3

The goal I want to achieve is to find a good word_and_phrase embedding model that can do: (1) For the words and phrases that I am interested in, they have embeddings. (2) I can use embeddings to compare similarity between two things(could be word or phrase)

So far I have tried two paths:

1: Some Gensim-loaded pre-trained models, for instance:

from gensim.models.word2vec import Word2Vec
import gensim.downloader as api
# download the model and return as object ready for use
model_glove_twitter = api.load("fasttext-wiki-news-subwords-300")
model_glove_twitter.similarity('computer-science', 'machine-learning')
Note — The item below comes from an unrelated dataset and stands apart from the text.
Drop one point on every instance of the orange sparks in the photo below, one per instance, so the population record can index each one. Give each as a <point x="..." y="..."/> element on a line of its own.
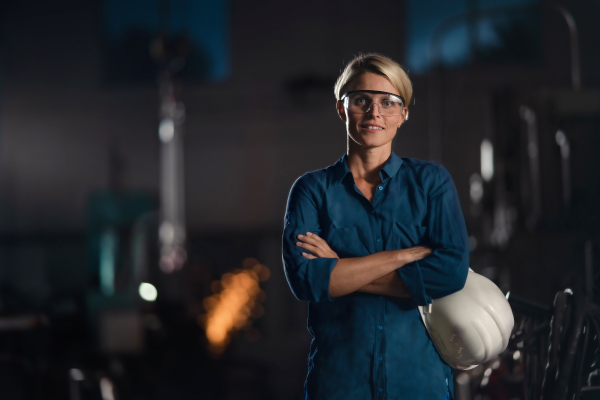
<point x="234" y="303"/>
The problem with this path is that I do not know if a phrase has embedding. For this example, I got this error:

KeyError: "word 'computer-science' not in vocabulary"

I will have to try different pre-trained models, such as word2vec-google-news-300, glove-wiki-gigaword-300, glove-twitter-200, etc. Results are similar, there are always phrases of interests not having embeddings.

  1. Then I tried to use some BERT-based sentence embedding method: https://github.com/UKPLab/sentence-transformers.
from sentence_transformers import SentenceTransformer
model = SentenceTransformer('distilbert-base-nli-mean-tokens')

from scipy.spatial.distance import cosine

def cosine_similarity(embedding_1, embedding_2):
    # Calculate the cosine similarity of the two embeddings.
    sim = 1 - cosine(embedding_1, embedding_2)
    print('Cosine similarity: {:.2}'.format(sim))

phrase_1 = 'baby girl'
phrase_2 = 'annual report'
embedding_1 = model.encode(phrase_1)
embedding_2 = model.encode(phrase_2)
cosine_similarity(embedding_1[0], embedding_2[0])

Using this method I was able to get embeddings for my phrases, but the similarity score was 0.93, which did not seem to be reasonable.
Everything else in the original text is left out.